Druga połowa października przyniosła schłodzenie nastrojów na warszawskiej giełdzie. Czy to przygotowanie gruntu pod rajd św. Mikołaja?
Uważam, że gdy październik i listopad są dość słabymi miesiącami, to wtedy są większe szanse na to, że zobaczymy efekt grudnia lub stycznia. Często bowiem zdarzało się, że po tych gorszych jesiennych miesiącach, dwa kolejne były udane. Trzeba pamiętać, że WIG20 pozostaje w trendzie wzrostowym. Dopóki kurs broni wsparcia w strefie 2420-2430 pkt to ja obstawiam kontynuację hossy.
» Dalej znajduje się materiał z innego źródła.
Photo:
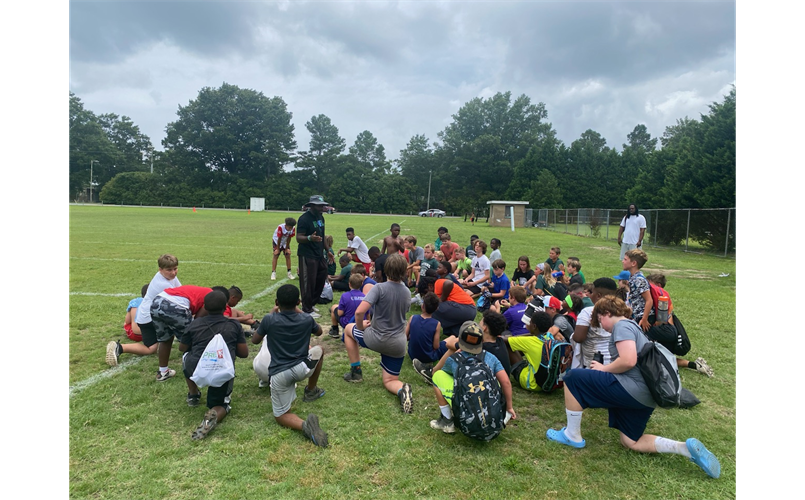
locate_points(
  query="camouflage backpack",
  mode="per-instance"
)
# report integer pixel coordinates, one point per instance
(477, 400)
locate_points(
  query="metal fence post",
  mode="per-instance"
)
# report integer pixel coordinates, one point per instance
(687, 232)
(727, 239)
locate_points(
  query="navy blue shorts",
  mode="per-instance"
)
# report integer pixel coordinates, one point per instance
(390, 364)
(597, 389)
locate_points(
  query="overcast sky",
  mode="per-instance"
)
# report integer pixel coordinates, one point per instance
(398, 69)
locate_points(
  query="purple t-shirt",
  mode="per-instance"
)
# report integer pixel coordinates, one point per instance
(348, 303)
(514, 319)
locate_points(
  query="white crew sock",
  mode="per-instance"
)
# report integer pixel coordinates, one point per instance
(665, 445)
(573, 429)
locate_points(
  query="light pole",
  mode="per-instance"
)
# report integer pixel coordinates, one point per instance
(90, 179)
(430, 174)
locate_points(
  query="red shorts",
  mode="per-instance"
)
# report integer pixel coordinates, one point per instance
(367, 265)
(278, 250)
(130, 334)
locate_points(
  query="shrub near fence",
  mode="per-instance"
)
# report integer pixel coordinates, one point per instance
(691, 229)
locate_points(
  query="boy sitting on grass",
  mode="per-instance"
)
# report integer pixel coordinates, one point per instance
(470, 342)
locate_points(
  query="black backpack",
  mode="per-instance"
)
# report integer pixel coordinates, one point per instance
(658, 366)
(478, 410)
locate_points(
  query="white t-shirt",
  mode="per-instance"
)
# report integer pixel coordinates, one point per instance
(157, 285)
(479, 266)
(361, 250)
(495, 255)
(282, 235)
(631, 228)
(597, 340)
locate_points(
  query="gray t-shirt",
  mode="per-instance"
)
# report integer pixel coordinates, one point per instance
(631, 380)
(390, 302)
(416, 254)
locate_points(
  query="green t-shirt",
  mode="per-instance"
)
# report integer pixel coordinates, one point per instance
(346, 271)
(464, 265)
(532, 348)
(427, 264)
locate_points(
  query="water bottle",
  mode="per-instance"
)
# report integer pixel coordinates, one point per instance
(662, 309)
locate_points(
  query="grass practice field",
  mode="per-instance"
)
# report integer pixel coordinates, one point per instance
(129, 435)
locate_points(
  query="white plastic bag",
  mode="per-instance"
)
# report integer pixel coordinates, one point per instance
(326, 294)
(261, 362)
(215, 368)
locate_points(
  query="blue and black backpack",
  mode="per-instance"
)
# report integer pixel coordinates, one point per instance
(477, 399)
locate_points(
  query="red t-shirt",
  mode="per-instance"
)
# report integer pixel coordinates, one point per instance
(195, 294)
(457, 294)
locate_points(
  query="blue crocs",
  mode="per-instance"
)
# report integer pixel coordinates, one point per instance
(702, 457)
(560, 437)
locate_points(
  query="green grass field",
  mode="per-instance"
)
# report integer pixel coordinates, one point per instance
(130, 435)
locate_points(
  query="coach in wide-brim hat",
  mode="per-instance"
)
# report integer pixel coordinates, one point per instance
(316, 199)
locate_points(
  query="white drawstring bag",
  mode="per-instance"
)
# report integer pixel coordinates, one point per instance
(261, 362)
(215, 368)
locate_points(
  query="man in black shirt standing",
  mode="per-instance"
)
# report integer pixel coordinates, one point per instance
(312, 252)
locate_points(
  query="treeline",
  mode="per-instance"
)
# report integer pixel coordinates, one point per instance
(231, 144)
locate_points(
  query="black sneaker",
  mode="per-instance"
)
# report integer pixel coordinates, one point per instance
(312, 431)
(406, 398)
(354, 375)
(206, 425)
(193, 399)
(113, 352)
(443, 424)
(313, 394)
(424, 369)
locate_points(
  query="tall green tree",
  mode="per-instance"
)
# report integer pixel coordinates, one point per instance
(486, 139)
(585, 179)
(416, 162)
(326, 145)
(91, 152)
(234, 131)
(367, 151)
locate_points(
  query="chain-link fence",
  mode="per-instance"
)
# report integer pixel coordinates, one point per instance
(703, 230)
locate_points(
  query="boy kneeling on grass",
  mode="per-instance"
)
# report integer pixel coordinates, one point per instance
(194, 341)
(288, 331)
(470, 343)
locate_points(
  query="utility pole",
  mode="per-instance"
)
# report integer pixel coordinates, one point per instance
(90, 179)
(430, 174)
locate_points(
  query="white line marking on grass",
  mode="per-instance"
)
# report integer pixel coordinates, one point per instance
(102, 294)
(88, 382)
(183, 262)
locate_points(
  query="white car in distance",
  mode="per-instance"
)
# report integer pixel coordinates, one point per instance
(433, 212)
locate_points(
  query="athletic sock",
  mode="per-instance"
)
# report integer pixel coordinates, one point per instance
(573, 429)
(665, 445)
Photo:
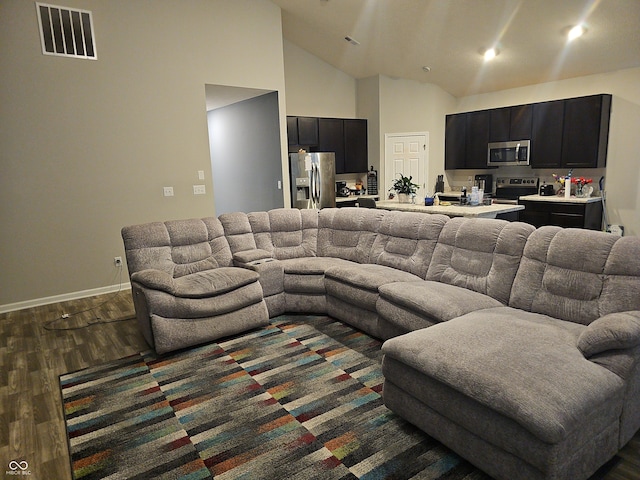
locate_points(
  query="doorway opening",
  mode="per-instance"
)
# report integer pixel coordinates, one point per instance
(245, 148)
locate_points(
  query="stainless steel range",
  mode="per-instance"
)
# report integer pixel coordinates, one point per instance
(508, 189)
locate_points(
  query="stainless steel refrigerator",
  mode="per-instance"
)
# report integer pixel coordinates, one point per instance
(313, 179)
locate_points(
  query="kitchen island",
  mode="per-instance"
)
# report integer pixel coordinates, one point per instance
(453, 210)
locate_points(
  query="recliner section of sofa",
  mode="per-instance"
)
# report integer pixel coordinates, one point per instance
(184, 287)
(473, 266)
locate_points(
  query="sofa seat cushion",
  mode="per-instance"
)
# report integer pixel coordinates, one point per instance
(433, 301)
(208, 283)
(166, 305)
(358, 284)
(523, 366)
(313, 265)
(306, 274)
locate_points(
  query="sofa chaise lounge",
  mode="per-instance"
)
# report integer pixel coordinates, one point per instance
(519, 348)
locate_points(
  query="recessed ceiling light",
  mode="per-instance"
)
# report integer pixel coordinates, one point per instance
(490, 53)
(576, 32)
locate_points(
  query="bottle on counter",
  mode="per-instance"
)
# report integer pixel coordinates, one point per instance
(474, 200)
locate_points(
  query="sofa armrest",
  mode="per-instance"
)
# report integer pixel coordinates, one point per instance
(250, 257)
(616, 331)
(155, 279)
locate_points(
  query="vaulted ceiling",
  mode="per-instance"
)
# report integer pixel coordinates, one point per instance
(397, 38)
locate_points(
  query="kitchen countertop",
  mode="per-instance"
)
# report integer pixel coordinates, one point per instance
(481, 211)
(353, 198)
(559, 199)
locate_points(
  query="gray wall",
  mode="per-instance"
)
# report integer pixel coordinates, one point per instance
(246, 164)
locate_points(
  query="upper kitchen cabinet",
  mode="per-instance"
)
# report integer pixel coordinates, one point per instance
(585, 135)
(569, 133)
(477, 139)
(302, 131)
(356, 154)
(347, 137)
(455, 141)
(546, 134)
(466, 139)
(331, 139)
(510, 123)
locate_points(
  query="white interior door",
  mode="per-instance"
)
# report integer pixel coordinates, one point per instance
(408, 154)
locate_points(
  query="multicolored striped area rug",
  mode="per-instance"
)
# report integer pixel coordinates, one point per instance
(299, 399)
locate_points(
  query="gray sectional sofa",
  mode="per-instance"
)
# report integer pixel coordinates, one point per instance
(519, 348)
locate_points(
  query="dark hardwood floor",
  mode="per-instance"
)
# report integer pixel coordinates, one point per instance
(32, 357)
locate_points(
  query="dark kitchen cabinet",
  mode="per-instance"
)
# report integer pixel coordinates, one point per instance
(346, 137)
(331, 139)
(302, 131)
(356, 154)
(455, 141)
(292, 130)
(477, 139)
(521, 122)
(562, 214)
(586, 131)
(510, 123)
(546, 134)
(307, 131)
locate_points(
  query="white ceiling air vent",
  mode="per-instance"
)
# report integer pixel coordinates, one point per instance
(66, 32)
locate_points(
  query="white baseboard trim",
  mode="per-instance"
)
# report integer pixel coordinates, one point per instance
(65, 297)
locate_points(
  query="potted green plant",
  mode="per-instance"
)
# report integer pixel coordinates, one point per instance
(404, 187)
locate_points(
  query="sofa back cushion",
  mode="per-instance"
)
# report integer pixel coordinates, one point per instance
(406, 241)
(238, 231)
(177, 247)
(286, 232)
(348, 233)
(578, 275)
(479, 254)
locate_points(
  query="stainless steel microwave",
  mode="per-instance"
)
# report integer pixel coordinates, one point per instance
(508, 153)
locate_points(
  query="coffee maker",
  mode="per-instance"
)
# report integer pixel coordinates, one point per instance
(484, 182)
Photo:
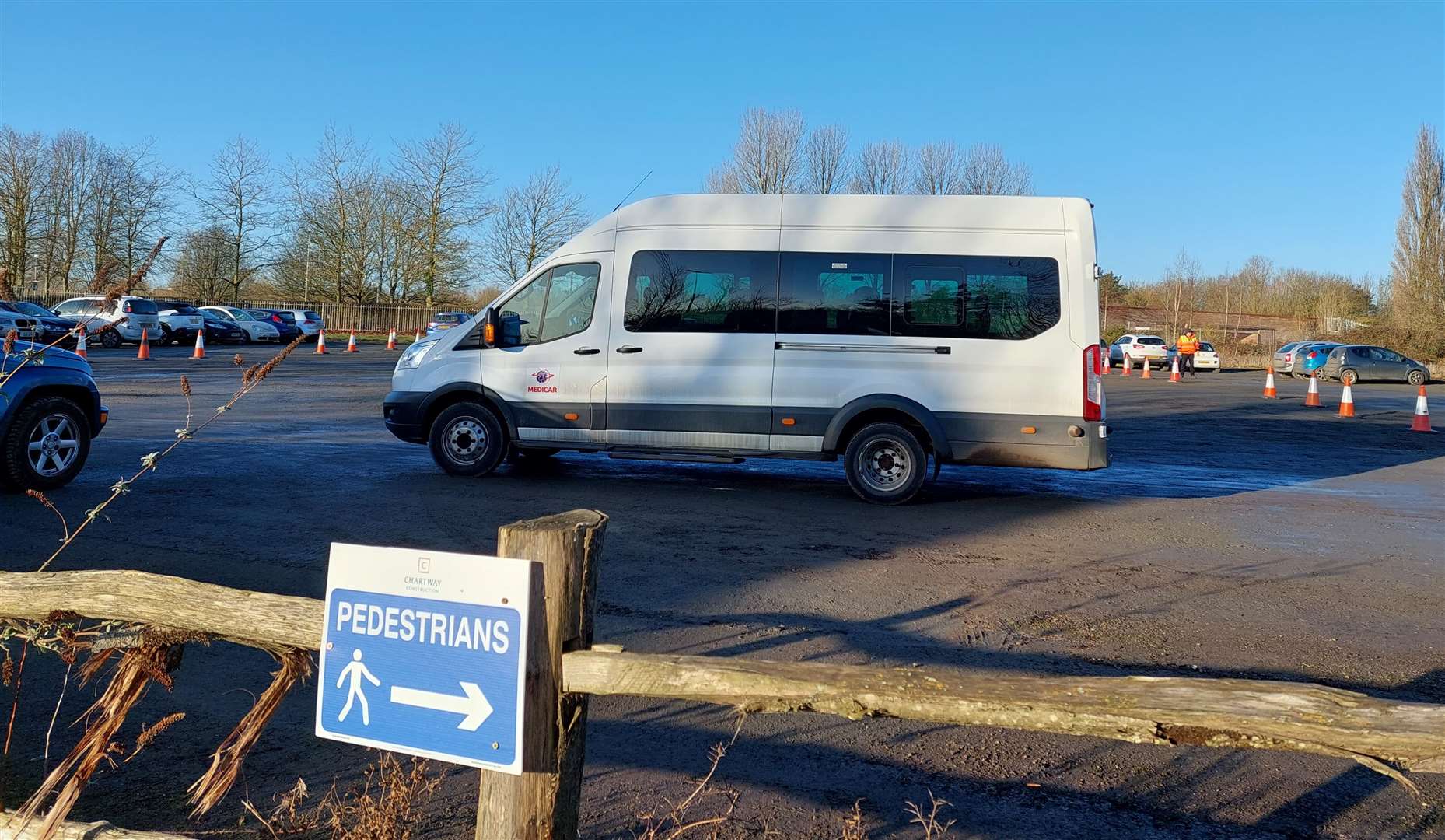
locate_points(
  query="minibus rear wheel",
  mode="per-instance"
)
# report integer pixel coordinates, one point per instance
(467, 440)
(885, 463)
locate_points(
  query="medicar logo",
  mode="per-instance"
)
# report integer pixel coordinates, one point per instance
(542, 378)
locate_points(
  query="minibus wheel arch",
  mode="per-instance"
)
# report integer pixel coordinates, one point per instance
(886, 408)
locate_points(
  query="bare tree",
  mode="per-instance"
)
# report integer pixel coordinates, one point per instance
(987, 173)
(444, 187)
(1418, 269)
(239, 200)
(22, 193)
(939, 170)
(827, 161)
(768, 155)
(882, 170)
(532, 223)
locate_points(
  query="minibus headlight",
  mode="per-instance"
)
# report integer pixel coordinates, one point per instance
(414, 355)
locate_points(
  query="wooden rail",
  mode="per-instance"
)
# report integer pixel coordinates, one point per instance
(1156, 710)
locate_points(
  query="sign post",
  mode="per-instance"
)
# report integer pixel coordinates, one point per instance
(425, 654)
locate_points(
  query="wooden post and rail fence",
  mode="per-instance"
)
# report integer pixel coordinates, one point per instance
(564, 668)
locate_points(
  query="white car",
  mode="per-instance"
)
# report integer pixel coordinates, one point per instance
(1139, 348)
(128, 320)
(254, 330)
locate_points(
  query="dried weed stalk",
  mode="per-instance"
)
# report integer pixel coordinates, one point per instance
(133, 674)
(678, 820)
(226, 762)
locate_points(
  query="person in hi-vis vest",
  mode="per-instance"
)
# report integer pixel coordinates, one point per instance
(1188, 345)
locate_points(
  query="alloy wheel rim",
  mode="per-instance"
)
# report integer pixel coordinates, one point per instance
(885, 464)
(466, 440)
(54, 446)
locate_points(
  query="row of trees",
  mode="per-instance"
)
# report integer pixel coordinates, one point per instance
(417, 225)
(775, 152)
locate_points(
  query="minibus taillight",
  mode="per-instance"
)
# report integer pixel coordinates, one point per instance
(1093, 383)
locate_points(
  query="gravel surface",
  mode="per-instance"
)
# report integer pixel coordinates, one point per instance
(1231, 537)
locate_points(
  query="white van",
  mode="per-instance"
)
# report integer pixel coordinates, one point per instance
(879, 328)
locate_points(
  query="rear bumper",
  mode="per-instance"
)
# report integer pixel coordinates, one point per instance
(404, 415)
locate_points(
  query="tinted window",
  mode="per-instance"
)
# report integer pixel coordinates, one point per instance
(834, 294)
(954, 296)
(554, 306)
(702, 292)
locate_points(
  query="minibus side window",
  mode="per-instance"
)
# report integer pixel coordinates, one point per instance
(834, 294)
(702, 292)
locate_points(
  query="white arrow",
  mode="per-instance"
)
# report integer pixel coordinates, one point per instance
(473, 705)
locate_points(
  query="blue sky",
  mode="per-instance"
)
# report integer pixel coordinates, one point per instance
(1223, 129)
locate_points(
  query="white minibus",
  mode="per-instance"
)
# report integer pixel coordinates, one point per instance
(883, 330)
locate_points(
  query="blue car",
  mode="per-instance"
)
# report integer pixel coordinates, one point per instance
(50, 412)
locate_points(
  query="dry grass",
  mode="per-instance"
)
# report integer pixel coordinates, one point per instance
(385, 807)
(226, 762)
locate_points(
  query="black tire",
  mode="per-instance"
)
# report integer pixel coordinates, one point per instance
(886, 464)
(61, 427)
(467, 440)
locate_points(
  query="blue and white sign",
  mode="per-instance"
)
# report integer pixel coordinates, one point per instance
(425, 654)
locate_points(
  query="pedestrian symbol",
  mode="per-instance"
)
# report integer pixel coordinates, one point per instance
(425, 653)
(355, 671)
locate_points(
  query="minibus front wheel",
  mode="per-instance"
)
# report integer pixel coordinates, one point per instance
(467, 440)
(886, 464)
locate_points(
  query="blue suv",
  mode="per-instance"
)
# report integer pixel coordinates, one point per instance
(48, 415)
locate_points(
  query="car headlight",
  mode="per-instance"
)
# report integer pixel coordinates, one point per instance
(412, 358)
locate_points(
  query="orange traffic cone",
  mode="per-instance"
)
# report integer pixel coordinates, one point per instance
(1422, 414)
(1347, 402)
(1312, 395)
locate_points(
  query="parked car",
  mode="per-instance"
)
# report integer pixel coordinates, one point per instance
(308, 321)
(222, 331)
(1285, 356)
(48, 415)
(282, 320)
(447, 321)
(254, 330)
(1138, 348)
(1204, 359)
(180, 321)
(1353, 363)
(1311, 358)
(48, 327)
(126, 320)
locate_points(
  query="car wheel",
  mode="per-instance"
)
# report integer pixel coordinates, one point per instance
(885, 464)
(467, 440)
(45, 446)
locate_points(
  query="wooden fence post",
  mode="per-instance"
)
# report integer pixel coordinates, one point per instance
(544, 803)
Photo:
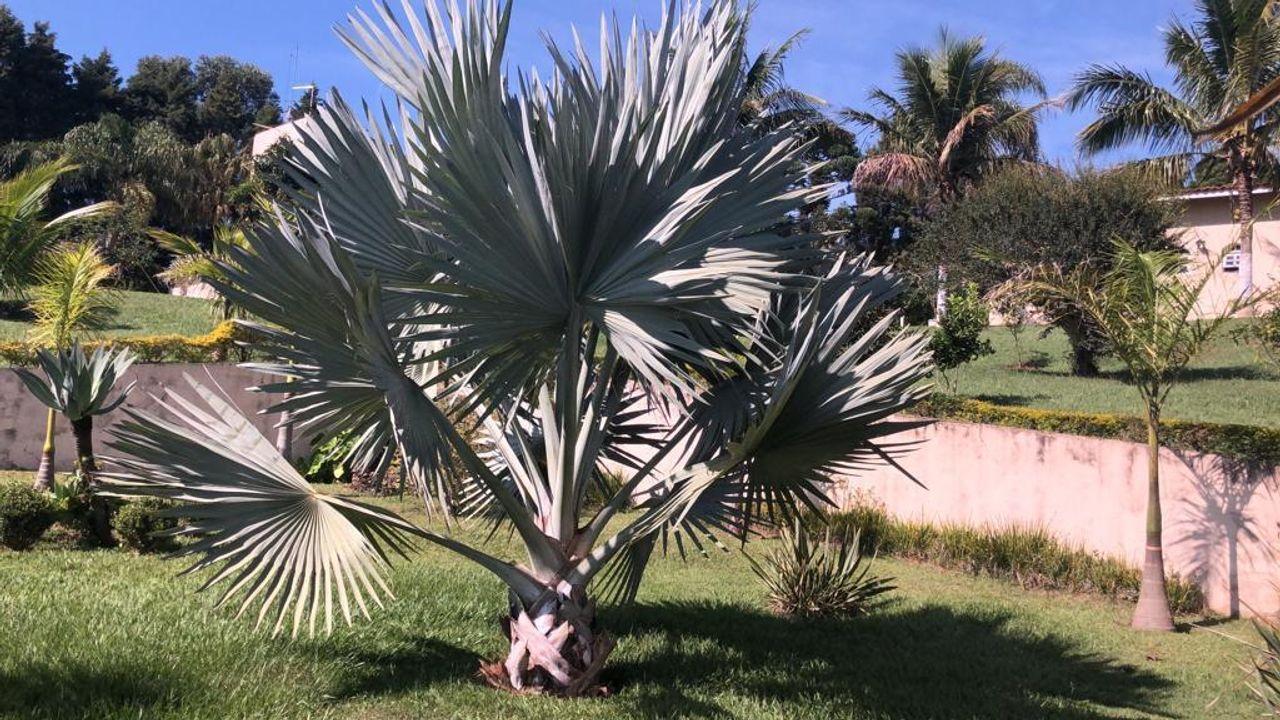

Z tym, że rynek zachowuje się specyficznie – silnie zwyżkuję przez dwie, trzy sesje, a potem mamy kilkanaście sesji bez wyrazu, które są dobre do kupowania.
A co z misiami?
Zwróciłbym tu uwagę, że w gronie małych i średnich spółek jest sporo takich, których MACD tygodniowy zaczął się bardzo poprawiać. O nich się nie mówi, co mnie na przykład zachęca, by się nimi już zacząć interesować. Zwłaszcza, że niektóre firmy już uciekają, jak Grodno czy Esotiq. Widać na wielu wykresach formacje bazy, czy jak ja to nazywam – takie ubijanie gruntu pod wybicie w górę. Niewykluczone, że dojdzie do zmiany liderów, tzn. blue chips ustąpią miejsca mniejszym emitentom. Warto więc obserwować firmy dobre fundamentalnie, których kurs akcji buduje formacje wzrostowe i wysyła sygnały kupna. Dla mnie jest to właśnie tygodniowy MACD, który przekracza linię zero. Takie przełamanie zwiększa prawdopodobieństwo wzrostu kursu.